Ce que je veux montrer avec ses deux derniers exemples, c’est que les bourgeois, dont les politiques sont les complices de classe quand ils ne le sont pas eux-mêmes, refusent d’être traité de la même manière que les classes populaires par la justice et les médias. Il y a une sorte de supériorité symbolique, en réalité un racisme social, qui leur donne le privilège d’avoir un traitement différentiel. La bourgeoisie et ses complices de classe se disculpent ensemble de leurs méfaits et veulent être amnistiées par la société des actes délinquants qu’elle/ils commettent, alors que dans le même temps, elle/ils ne pardonnent rien aux classes dominées pour des agissements similaires. 

La disqualification parentale comme horizon

A la suite des révoltes dans les quartiers et des réactions de l’Etat face à ces événements, les prochains mois vont être importants pour les parents des banlieues populaires. Dans ces dernières interventions, Emmanuel Macron mobilise un discours culpabilisateur à leur destination, mais aussi autoritaire en direction de la jeunesse : « La leçon que j’en tire, c’est l’ordre, l’ordre, l’ordre. La deuxième, c’est que notre pays a besoin d’un retour à l’autorité à chaque niveau, et d’abord dans la famille. C’est tout le chantier que je veux ouvrir avant la fin de l’été, celui de l’autorité parentale. (…) on doit responsabiliser certaines familles, on doit aussi accompagner d’autres familles qui sont en détresse, et on doit intervenir réinvestir massivement sur notre jeunesse pour lui redonner un cadre. ». 

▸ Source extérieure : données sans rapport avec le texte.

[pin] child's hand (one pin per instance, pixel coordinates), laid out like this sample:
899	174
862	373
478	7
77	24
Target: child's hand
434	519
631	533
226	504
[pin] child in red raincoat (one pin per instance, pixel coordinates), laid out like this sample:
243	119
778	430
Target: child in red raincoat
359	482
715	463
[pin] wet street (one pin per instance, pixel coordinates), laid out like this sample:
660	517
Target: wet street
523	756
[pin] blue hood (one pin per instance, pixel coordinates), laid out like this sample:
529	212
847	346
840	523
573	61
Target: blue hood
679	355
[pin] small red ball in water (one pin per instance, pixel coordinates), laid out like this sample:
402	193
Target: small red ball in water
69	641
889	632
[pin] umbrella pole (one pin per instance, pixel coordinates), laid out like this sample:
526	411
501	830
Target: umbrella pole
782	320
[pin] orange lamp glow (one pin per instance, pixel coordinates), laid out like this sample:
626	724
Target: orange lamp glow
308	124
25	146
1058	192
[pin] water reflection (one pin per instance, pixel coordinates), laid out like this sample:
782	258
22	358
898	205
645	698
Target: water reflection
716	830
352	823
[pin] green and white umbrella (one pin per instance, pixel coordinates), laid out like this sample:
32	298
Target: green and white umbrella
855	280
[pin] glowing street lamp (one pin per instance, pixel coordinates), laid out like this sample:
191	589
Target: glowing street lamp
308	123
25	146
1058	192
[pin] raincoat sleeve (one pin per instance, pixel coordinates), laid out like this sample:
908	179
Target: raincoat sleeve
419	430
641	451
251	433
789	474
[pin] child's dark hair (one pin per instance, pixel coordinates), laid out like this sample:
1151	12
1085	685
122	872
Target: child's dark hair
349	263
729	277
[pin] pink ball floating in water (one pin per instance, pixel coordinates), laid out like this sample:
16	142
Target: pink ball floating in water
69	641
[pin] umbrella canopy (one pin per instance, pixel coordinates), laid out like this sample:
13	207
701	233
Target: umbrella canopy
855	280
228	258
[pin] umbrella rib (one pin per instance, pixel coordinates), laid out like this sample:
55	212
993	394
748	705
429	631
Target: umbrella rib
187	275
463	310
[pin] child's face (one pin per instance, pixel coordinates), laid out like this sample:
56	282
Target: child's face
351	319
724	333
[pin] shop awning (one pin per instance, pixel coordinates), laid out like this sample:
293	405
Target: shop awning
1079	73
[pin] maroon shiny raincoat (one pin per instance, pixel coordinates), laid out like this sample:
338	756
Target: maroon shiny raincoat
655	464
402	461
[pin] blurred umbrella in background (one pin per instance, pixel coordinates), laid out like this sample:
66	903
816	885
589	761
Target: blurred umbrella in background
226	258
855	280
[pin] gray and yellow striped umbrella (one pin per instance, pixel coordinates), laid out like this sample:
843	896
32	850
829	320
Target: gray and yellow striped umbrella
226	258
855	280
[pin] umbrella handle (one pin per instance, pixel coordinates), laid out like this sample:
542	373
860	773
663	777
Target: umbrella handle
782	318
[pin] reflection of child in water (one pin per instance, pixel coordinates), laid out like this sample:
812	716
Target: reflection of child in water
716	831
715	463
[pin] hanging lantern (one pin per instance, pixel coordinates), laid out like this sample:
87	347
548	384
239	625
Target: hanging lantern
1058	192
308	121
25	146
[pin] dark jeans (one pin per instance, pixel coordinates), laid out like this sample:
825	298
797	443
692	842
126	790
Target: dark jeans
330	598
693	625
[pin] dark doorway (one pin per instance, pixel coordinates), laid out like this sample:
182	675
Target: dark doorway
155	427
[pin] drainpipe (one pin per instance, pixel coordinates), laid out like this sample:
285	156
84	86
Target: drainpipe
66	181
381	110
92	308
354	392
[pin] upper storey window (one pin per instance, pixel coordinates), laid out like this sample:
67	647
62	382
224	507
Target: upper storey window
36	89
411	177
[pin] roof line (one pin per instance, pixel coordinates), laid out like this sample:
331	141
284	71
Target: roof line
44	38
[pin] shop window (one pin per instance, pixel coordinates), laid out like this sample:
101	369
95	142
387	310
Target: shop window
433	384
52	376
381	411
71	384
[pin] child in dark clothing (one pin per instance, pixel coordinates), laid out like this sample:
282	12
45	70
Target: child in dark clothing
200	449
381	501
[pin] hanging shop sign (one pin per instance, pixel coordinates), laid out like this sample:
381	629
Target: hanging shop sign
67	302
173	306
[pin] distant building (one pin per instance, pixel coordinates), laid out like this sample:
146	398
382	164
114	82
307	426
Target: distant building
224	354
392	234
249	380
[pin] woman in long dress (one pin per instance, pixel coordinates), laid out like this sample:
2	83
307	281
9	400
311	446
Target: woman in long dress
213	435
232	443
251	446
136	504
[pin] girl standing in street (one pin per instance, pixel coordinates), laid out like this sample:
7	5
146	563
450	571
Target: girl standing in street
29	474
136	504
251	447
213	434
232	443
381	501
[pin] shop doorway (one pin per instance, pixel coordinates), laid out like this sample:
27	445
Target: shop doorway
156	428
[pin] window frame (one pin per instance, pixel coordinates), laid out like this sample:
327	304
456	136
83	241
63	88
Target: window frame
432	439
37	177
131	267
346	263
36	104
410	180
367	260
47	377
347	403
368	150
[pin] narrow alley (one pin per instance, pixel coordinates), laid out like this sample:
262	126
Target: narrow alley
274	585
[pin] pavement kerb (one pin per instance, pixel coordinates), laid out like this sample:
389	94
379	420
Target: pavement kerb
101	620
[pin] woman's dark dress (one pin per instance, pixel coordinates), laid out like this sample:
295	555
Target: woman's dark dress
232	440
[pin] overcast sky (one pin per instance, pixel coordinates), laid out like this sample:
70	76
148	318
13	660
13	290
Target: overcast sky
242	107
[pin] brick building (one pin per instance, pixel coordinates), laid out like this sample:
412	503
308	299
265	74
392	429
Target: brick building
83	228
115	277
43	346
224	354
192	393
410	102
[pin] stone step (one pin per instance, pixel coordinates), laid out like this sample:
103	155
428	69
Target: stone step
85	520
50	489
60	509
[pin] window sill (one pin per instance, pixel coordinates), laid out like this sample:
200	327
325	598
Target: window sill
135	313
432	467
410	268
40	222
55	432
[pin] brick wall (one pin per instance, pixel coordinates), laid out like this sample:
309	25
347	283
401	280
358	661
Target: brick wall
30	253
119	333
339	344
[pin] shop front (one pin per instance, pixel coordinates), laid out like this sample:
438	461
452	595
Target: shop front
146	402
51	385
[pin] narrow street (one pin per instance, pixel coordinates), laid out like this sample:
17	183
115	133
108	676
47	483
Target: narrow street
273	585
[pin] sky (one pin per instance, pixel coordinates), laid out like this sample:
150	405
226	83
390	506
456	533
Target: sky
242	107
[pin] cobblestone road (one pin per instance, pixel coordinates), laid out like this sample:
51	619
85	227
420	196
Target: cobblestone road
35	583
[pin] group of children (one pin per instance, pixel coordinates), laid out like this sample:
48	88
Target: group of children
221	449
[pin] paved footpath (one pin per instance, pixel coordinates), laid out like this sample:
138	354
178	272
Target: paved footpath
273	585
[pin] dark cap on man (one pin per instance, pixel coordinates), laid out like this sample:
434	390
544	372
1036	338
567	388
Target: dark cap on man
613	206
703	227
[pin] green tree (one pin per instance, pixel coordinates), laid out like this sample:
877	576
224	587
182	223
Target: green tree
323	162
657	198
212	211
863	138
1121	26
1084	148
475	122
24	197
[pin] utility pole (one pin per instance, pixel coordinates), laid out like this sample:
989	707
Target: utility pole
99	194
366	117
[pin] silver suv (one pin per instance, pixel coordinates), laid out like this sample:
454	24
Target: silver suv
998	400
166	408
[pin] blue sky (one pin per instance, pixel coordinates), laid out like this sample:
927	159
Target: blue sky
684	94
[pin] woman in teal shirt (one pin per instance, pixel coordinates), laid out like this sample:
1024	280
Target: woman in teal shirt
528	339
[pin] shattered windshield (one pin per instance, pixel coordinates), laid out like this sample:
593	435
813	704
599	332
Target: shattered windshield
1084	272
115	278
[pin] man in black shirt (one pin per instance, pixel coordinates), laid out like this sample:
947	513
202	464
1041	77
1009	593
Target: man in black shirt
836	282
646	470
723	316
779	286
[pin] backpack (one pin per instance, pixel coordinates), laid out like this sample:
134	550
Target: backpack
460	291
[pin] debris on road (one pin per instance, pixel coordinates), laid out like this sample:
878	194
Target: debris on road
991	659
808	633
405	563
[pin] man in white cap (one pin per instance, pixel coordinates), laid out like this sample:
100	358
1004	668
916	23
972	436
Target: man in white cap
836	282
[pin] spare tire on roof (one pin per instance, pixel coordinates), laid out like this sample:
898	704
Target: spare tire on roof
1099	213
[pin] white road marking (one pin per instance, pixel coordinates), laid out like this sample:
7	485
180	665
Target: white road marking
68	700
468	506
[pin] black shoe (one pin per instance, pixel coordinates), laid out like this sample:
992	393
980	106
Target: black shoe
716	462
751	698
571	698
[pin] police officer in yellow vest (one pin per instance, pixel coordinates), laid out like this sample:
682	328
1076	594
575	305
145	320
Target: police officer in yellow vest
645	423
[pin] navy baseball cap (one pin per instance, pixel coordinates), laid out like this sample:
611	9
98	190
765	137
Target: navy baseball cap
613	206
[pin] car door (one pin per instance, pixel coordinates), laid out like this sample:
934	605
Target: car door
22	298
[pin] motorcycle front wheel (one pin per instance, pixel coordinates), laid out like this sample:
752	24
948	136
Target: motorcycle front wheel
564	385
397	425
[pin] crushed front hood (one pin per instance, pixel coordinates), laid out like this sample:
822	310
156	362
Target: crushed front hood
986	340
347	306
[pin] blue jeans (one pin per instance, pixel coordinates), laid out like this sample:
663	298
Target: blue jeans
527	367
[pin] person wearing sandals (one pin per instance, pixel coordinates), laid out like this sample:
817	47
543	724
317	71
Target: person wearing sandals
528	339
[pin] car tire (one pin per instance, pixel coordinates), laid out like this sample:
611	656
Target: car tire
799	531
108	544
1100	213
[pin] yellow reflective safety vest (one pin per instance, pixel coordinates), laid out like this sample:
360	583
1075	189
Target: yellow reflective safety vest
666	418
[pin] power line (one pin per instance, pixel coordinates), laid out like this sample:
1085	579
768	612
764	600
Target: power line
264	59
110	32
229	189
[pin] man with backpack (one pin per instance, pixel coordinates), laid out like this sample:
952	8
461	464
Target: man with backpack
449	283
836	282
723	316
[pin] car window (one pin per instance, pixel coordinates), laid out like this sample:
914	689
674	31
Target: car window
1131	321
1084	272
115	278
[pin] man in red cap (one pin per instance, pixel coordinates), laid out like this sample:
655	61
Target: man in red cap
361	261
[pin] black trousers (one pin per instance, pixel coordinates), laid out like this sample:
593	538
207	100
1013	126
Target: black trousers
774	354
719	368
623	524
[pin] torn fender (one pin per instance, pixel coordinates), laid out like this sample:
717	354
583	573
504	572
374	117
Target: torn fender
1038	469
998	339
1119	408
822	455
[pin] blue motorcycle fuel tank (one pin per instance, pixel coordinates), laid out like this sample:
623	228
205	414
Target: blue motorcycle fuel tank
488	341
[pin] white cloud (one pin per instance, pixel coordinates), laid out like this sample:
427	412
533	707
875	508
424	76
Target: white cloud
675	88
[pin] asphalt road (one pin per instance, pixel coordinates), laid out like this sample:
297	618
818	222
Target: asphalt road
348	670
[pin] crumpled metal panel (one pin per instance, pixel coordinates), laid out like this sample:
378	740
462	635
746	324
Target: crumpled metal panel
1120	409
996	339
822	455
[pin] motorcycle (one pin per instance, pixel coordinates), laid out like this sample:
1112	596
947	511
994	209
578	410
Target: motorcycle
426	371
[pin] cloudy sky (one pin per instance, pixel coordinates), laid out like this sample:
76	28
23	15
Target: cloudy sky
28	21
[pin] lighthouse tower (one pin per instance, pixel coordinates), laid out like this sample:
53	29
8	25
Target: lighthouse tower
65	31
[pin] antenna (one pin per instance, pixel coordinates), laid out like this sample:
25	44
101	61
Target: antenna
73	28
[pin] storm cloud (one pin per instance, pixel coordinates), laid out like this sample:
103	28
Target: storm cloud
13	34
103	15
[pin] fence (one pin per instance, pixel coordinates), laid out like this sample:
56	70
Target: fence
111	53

Il est probable que dans quelques mois, le propos culpabilisateur se transforme en politique punitive à destination des parents, notamment des mères en familles monoparentales dans les banlieues, avec par exemple une inflation des protocoles de rappels à l’ordre, la stigmatisation des familles par les services sociaux, ou pire, la mise en place des procédures antisociales que la droite et l’extrême droite demandent depuis de nombreuses années : l’arrêt des prestations sociales et le droit de casser le bail d’un logement social. En ce qui concerne les jeunes, si les condamnations judiciaires sont la première étape, la volonté de « l’encadrer » peut être pernicieuse dont le point culminant est la mise en oeuvre de dispositifs de rééducation militaires, une perspective néocoloniale que Macron désirait déjà mettre en place à Mayotte avec les camps de redressement militaires pour les jeunes délinquants.

Les enfants des bourgeois et leurs parents n’ont pas de souci à se faire. Leur position sociale leur permettront de passer souvent entre les mailles du filet judiciaire et de la stigmatisation politique et médiatique.